In October, Roche, Ibex Medical Analytics and Amazon Web Services (AWS) partnered to enable pathology laboratories to access Ibex’s AI-powered decision support tools to aid in the diagnosis of breast and prostate cancer through Roche’s navify Digital Pathology software platform, with the technology hosted on the AWS platform.

“Companion diagnostics prove how successful partnerships can be,” said Thompson. The use of companion diagnostic tests has contributed to the increased market for oncology tests from $1.9bn in 2022 to $3.1bn by 2030, as per GlobalData analysis. Last month, Foundation Medicine collaborated with Pierre Fabre Laboratories to develop companion diagnostics for the latter’s non-small cell lung cancer therapy.

This year also saw the end of the long-contested $8bn acquisition of cancer test manufacturer Grail by Illumina. The US-based genomic and molecular diagnostic company is expected to divest Grail in 2024. Both the US Federal Trade Commission and the European Commission opposed the deal stating that Illumina could leverage its position as one of the only companies equipped to process the tests to prevent competition in the space.

Thompson stated that instrument companies like Illumina acquiring gene testing companies such as Grail to gain potential monopoly has been a point of concern for many years.

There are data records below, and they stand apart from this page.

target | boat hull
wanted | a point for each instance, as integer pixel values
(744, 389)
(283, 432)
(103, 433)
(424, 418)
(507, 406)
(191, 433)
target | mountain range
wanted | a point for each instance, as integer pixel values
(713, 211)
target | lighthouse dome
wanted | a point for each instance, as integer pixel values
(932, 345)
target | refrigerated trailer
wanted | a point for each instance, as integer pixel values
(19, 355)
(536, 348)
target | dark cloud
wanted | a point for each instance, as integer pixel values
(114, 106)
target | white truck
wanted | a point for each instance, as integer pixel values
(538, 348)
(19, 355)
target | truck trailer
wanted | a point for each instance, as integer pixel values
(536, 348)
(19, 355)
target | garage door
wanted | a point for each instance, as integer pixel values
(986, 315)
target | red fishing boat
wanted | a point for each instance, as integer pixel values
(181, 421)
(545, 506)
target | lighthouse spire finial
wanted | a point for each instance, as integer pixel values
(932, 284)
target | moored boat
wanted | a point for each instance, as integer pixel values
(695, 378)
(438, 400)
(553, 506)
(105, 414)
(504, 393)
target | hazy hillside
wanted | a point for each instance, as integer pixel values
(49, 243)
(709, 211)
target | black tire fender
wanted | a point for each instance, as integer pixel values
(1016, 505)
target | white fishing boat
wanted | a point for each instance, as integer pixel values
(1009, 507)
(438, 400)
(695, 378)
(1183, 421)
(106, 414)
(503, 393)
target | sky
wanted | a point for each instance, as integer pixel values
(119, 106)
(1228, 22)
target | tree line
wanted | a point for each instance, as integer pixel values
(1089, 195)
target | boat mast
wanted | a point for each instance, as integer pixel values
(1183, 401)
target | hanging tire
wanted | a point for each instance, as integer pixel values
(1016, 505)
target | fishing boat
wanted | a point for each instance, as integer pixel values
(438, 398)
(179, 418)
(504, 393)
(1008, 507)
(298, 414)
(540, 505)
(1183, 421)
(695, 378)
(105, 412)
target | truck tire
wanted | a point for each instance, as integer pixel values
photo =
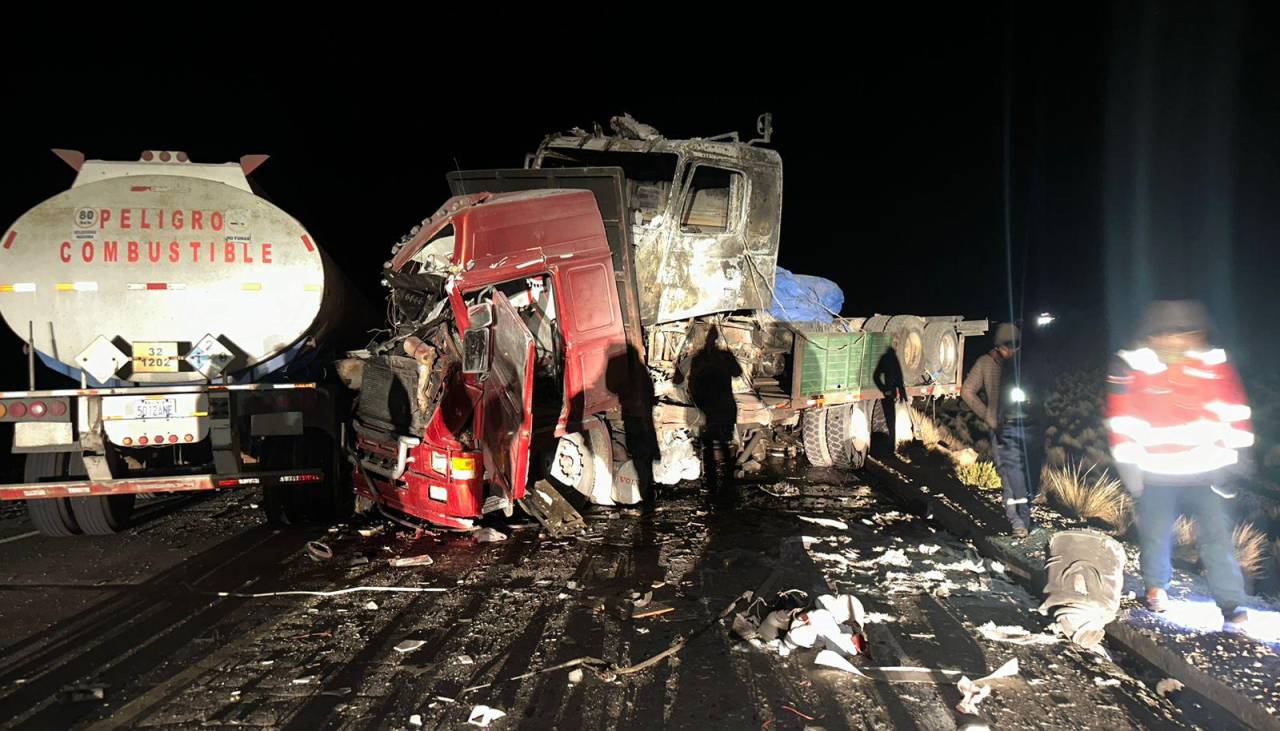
(908, 336)
(848, 435)
(51, 516)
(941, 348)
(104, 515)
(814, 435)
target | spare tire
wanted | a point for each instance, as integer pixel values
(906, 333)
(941, 350)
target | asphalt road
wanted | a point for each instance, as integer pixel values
(136, 620)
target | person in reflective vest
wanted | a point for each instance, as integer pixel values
(993, 393)
(1179, 429)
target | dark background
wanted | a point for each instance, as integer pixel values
(988, 163)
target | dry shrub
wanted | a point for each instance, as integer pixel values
(1184, 530)
(979, 475)
(1089, 494)
(1251, 548)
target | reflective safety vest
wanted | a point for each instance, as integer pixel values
(1176, 419)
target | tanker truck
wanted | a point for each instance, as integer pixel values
(191, 319)
(553, 330)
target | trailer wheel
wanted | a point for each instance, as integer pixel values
(848, 435)
(941, 348)
(51, 516)
(814, 435)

Adding, an increase in the popularity of gene therapies and international regulatory agencies plan to regulate laboratory-developed tests (LDT) as medical devices can potentially act as a barrier to M&A activity in the sector.

AI is still a big trend

The increased demand on healthcare services along with investment from global health bodies has led to  increased partnerships and M&A activity in the digital health space, especially healthcare IT and artificial intelligence (AI) says Thompson.

In recent months, big technology companies such as Google have partnered with medtech companies to develop healthcare technology. In August, Huma partnered with Google Cloud to streamline its disease-management digital product – a Software as Medical Device (SaMD) platform. The partnership aims to leverage Google’s generative AI platform to automate the generation of clinical summary reports from incoming data. In October, Google partnered with VertexAI to use its large language model system Med-PaLM 2 to allow clinicians to find answers to medical questions directly from a patient’s medical records.

Thompson noted that the use of AI will increase in the coming years as it is still an emerging area. However, he cautioned that AI is still a buzzword, and the industry will see some high-profile failures in the future. Thompson  cited the case of Theranos, where a theoretically revolutionary diagnostic instrument failed to ultimately materialise. However, the saga had a silver lining as it highlighted the need for regulation around lab-developed tests.